Elle n'y avait pas mis les pieds depuis une infinité d'années, et voilà qu'elle
s'apprêtait à y passer une deuxième soirée, en pleine semaine ! Sa vie
était faite de hauts et de bas : le calme plat durant des mois jusqu'au néant,
puis les envies reviennent, les occasions se présentent, une chose en entraîne
une autre… Le printemps arrivait à grands pas, elle était dans une phase
ascendante, plus positive.
Lundi soir,
elle était venue soutenir deux jeunes groupes seine-et-marnais talentueux et
prometteurs, dont les univers musicaux la touchaient particulièrement. Elle
avait retrouvé avec une joie émue, un brin nostalgique, l'ancienne gare de la
ligne de chemin de fer nommée Petite
Ceinture, cet endroit parisien mythique où les soirées se succédaient sans
faillir depuis le début des 90’s. Le public était là en nombre, amical,
chaleureux, bon enfant, amateur de
bière. Une ambiance qu’elle aimait, qui l’électrisait, la rendait vivante.
Après ce qui
lui était arrivé, elle avait fui les salles de concert, les cafés musicaux, les
clubs rock, bref tous les endroits où passait de la musique live. C'était resté longtemps une
véritable phobie. Mais sa passion avait été la plus forte : un jour, elle
s'était jetée à l'eau et avait pris sa place pour Jad Wio. Son groupe fétiche
jouait à l'Usine, une salle associative dans la ville de province où elle avait
trouvé refuge. Elle avait amassé assez de courage pour s'y rendre seule et
avait passé un sacré bon moment.
Elle y
retournerait sans problème, à l'Usine, maintenant qu'elle connaissait le
chemin ! Elle irait en voir, des putains de concerts ! Sa réclusion
était terminée. C'était redevenu vital, essentiel.
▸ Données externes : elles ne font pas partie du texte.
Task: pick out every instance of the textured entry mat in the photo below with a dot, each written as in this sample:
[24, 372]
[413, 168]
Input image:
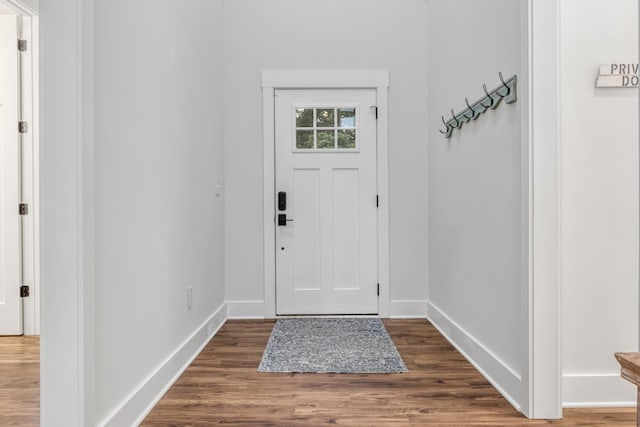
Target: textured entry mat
[336, 345]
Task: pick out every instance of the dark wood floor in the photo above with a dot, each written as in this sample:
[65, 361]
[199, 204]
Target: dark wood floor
[223, 387]
[19, 381]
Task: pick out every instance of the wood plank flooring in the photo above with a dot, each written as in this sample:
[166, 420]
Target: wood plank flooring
[223, 387]
[19, 381]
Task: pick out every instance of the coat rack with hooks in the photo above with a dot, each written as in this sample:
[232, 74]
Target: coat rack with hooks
[507, 91]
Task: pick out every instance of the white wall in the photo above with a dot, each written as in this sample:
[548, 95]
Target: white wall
[61, 344]
[599, 202]
[477, 194]
[159, 226]
[359, 34]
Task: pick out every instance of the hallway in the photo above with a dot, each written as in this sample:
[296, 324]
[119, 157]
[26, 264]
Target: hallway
[441, 387]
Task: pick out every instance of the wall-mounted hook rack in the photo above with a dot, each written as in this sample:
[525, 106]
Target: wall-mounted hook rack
[507, 91]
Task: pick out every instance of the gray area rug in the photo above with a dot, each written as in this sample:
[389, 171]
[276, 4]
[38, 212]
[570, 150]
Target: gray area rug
[331, 345]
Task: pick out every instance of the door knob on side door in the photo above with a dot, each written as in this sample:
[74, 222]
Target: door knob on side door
[282, 220]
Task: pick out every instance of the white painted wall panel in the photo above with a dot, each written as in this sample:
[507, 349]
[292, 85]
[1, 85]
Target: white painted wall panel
[599, 200]
[476, 192]
[158, 153]
[334, 34]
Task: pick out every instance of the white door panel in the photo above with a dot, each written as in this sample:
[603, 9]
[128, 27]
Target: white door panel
[10, 301]
[326, 260]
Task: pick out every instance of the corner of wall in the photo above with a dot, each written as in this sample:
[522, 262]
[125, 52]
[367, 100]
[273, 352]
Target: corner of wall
[135, 407]
[497, 372]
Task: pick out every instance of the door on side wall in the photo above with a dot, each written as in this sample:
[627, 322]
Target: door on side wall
[10, 234]
[326, 203]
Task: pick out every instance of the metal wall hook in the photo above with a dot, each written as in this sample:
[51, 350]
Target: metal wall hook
[446, 126]
[503, 84]
[474, 114]
[506, 92]
[458, 122]
[484, 87]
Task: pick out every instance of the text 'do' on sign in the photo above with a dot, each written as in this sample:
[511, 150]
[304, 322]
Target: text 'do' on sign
[624, 75]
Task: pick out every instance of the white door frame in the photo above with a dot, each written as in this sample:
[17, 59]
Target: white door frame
[324, 79]
[30, 176]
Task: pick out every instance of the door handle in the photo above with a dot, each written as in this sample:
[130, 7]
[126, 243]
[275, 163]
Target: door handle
[282, 220]
[282, 201]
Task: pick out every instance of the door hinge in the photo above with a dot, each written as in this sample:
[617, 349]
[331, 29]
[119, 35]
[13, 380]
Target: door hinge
[24, 291]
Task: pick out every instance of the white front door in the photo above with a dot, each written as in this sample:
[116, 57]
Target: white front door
[326, 203]
[10, 269]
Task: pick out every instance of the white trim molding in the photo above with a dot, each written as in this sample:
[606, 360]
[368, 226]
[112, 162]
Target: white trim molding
[503, 377]
[137, 405]
[22, 8]
[597, 391]
[323, 79]
[399, 309]
[245, 309]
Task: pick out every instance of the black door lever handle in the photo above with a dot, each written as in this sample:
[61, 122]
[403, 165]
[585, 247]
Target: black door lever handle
[282, 220]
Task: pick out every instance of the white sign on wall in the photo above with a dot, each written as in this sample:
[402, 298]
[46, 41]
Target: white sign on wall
[618, 75]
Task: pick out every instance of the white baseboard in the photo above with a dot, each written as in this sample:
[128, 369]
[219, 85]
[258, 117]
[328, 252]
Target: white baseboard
[597, 391]
[407, 309]
[245, 309]
[497, 372]
[140, 402]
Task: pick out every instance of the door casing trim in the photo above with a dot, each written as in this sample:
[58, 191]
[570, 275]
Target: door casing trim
[273, 80]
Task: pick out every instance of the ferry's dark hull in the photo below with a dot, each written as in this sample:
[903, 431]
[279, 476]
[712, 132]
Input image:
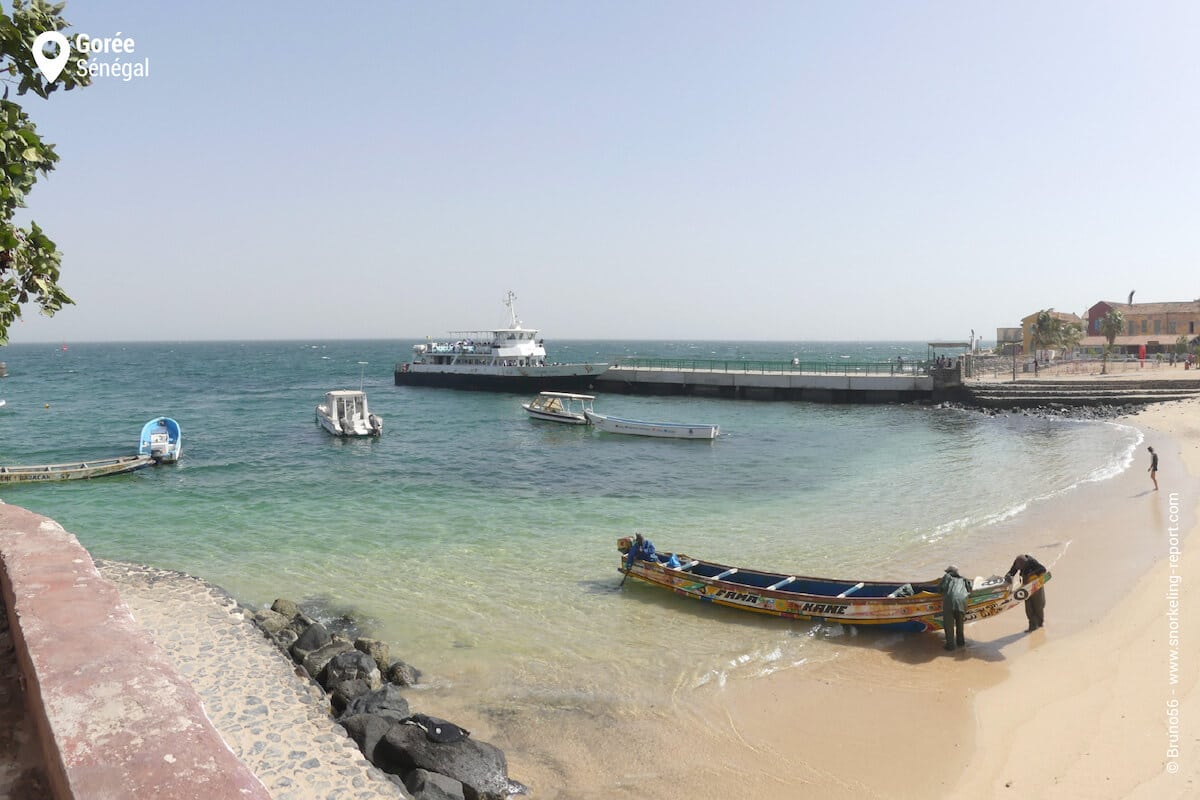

Elle se remit à sortir,
retrouvant les salles surchauffées, l'émulation du public, l'énergie émanant de
la scène et des musiciens, le jeu des éclairages, bref, tout ce qui faisait du
concert rock un véritable spectacle.
Ce lundi
soir, à la Flèche d'Or, elle écouta avec plaisir Etikal Lab au trip hop envoûtant, caressant, délicat.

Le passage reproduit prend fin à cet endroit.